昨秋のウィンターリーグで15試合ノーアーチも.349、9打点、11四死球で出塁率.473と立派な数字を残して、自主トレでは「この1年で野球人生が変わってくる」と意気込んでいた安田でしたが、しかし開幕までは一軍の気配すら感じられない起用で三年目もその先行きが危ぶまれました。
ところがその開幕前に一軍抜擢の報道がありその報道どおりの開幕一軍、二戦目に三番スタメンとは何があったのか、そこまでの扱いからして計画的だったとはとても思えず、今となってみればそのときからレアードの腰への不安がベンチにはあったのかもしれません。
理由は何であれそこから24打席22打数1安打でも我慢をしたベンチの期待に応える地元初アーチを放つも調子は上がらず、それでもレアードの守乱でDHからサードへ、そして四番へととんとん拍子は7月には.289の3発12打点、8月は.200ながらも16打点と若き四番として奮闘しました。

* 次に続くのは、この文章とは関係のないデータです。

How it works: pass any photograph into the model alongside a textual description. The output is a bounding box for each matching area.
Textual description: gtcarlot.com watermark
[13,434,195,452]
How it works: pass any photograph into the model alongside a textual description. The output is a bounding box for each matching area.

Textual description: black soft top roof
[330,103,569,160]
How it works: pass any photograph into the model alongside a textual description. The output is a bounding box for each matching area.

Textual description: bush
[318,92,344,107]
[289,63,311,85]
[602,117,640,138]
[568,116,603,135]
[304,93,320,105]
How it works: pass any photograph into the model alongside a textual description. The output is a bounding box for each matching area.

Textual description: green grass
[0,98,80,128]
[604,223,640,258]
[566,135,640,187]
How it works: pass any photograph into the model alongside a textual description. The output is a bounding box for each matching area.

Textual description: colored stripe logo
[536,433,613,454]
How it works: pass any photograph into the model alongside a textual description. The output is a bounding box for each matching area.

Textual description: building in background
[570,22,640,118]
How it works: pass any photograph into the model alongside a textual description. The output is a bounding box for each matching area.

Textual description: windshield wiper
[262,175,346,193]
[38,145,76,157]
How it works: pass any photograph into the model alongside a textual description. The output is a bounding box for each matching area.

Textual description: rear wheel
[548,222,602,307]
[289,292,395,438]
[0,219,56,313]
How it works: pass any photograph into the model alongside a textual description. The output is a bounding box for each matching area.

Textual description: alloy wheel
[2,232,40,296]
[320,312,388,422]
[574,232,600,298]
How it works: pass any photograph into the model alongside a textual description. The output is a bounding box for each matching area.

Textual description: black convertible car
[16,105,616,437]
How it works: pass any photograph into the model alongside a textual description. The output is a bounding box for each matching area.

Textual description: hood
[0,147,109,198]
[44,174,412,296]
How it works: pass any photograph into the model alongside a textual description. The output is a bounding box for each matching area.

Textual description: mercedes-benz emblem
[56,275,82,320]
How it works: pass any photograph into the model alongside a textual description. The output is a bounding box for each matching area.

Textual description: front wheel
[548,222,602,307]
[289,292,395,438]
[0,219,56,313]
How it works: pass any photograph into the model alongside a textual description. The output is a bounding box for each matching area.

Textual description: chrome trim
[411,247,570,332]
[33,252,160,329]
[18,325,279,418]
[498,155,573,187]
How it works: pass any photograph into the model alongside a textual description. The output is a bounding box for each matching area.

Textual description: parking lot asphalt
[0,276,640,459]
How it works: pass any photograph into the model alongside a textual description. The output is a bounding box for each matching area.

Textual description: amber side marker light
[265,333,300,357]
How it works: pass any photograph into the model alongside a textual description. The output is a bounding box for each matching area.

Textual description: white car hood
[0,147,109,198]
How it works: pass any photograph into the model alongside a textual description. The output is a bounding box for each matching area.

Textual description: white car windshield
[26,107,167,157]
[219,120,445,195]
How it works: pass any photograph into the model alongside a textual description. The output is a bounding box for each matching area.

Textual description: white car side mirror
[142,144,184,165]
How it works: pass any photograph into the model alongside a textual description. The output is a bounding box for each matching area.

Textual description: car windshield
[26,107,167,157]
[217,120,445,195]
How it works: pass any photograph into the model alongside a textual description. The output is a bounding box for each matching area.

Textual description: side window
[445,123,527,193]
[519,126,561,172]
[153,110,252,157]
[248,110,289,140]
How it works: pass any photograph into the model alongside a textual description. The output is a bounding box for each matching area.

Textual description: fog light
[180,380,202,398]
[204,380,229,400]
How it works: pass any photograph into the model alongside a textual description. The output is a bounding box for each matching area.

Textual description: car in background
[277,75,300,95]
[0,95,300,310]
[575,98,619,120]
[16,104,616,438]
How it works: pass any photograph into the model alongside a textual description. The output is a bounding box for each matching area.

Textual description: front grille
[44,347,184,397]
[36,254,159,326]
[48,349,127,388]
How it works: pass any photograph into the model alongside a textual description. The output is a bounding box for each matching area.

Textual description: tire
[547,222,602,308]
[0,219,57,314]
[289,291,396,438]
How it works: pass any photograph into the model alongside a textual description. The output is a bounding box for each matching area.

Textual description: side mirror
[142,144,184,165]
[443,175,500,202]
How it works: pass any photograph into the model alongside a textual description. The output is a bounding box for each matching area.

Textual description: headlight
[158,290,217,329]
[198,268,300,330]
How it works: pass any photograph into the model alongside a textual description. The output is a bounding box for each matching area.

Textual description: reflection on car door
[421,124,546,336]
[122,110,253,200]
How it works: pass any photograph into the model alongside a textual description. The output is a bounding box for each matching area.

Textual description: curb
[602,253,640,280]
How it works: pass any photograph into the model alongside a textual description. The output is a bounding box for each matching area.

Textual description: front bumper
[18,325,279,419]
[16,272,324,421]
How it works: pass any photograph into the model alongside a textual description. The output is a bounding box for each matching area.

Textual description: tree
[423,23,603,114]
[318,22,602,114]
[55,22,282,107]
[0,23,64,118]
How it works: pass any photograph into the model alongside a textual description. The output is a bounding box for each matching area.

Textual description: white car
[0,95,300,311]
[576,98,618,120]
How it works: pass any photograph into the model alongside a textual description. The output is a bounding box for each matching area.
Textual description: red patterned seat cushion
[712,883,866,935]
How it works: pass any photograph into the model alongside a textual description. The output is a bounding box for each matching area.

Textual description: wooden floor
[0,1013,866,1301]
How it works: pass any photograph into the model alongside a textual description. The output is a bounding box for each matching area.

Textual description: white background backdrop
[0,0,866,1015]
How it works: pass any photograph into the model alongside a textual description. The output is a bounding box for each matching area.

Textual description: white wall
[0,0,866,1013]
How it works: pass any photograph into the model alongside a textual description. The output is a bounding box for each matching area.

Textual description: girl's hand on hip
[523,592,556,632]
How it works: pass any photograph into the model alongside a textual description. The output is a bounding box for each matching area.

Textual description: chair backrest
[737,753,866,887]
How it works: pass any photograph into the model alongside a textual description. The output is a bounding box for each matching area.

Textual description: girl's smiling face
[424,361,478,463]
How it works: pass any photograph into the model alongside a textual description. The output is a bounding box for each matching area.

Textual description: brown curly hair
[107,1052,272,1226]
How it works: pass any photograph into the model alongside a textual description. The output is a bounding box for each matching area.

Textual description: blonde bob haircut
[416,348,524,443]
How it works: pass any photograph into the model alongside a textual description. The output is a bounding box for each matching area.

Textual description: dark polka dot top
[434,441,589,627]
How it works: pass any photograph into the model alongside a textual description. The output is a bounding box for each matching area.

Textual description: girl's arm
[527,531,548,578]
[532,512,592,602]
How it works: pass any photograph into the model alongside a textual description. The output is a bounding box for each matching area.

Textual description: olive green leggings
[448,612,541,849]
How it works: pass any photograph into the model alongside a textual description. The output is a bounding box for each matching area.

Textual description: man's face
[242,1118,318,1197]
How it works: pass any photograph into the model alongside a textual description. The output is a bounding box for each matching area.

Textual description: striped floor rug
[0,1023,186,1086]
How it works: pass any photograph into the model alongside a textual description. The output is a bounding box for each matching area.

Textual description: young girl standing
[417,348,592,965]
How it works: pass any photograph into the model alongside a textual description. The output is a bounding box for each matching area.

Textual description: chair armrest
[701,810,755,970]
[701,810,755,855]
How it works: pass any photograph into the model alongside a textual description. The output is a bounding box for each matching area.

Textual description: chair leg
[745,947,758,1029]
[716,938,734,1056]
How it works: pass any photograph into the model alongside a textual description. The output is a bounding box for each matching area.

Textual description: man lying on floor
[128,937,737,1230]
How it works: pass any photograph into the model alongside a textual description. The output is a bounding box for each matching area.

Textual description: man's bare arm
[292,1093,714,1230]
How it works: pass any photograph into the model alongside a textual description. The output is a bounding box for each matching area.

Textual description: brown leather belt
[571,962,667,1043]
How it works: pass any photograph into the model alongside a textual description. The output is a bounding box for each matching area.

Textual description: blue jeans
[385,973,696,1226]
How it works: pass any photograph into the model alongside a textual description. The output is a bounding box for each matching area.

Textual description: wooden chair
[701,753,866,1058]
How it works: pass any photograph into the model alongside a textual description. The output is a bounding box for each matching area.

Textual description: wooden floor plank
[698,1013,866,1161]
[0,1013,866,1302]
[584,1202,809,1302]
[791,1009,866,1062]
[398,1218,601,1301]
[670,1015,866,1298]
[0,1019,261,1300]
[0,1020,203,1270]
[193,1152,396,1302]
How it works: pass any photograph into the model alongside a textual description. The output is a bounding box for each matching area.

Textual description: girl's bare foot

107代目の四番は21歳3ヶ月、球団では山内、榎本、葛城、堀に次ぐ若さでその錚々たる顔ぶれからすれば、当然にチームの顔としての活躍が求められます。
ひ弱なレギュラーにならないためにも我慢は今季限りにして来季はガチンコ勝負で、力でポジションを奪い取る安田を楽しみにしています。

巧さよりもパワーで

終わってみれば2割ちょいと課題も多かったそのバッティングは、強く引っ張れないのが目立ちました。
開幕からして暫くは左肘を大きく上下させてタイミングを取り脇を締めてのスイングはどこか福浦に似ていて、ファンもチームも求めているのは福浦の巧さではなくパワーですからもどかしかったのが正直なところで、そのセンターから反対方向中心の打球性向はもちろんのこと、やや重心を軸足に残した見逃し方やインパクトで右足つま先が完全に上向きでかかとだけが残るフォロースルーも気になっています。
左肘の上下が小さくなったぐらいからスイングが安定してきましたが自分で考えたのか指導を受けてのものなのか、見た目の豪快さとは違ってどうも考えすぎかつ素直すぎる嫌いがありそうなのも気になり、そしてじっくりとボールを見る慎重さがその良さを殺しているような感じがあります。
もちろんボールを見ることは大事ですし、それで四球が増えて打率に比して出塁率が高いので一概に否定はできません。
しかし安田はそれが気持ち的なものも含めて受けに回って前で捌くのではなく引き付けて叩く形になり、そのため始動が遅くしかしスイングスピードが足りていないのかファールも三塁側が目立ち、強く叩けたときも左中間への打球が多いのもそれが理由でしょう。
引っ張れたときには松井のようなスイング軌道で鋭い打球になるだけに、ボールを見たって三振は多いのですからもっと前のめりに振りにいって欲しいです。
守備は昨季まで二軍も含めたその動き、横への鈍さや捕ってから投げるまでの余計なステップなどサードとしては無理でファーストが最適解だと考えていて、今季を見てもその考えに変わりはありませんが、それでも強い打球への反応はいいですし鳥越ヘッドとの特守の成果かそれなりに形にはなってきていて、何より嬉しそうに守っているのがいい、藤岡との三遊間は投手にとって恐怖でしかないでしょうが初芝の小坂のような存在を得れば大過にはならないと思います。
そんな四番サード安田には期待しかないですががむしゃらにやってきた今季からふと冷静になったときに考えすぎないよう、楽しくやっていきましょう。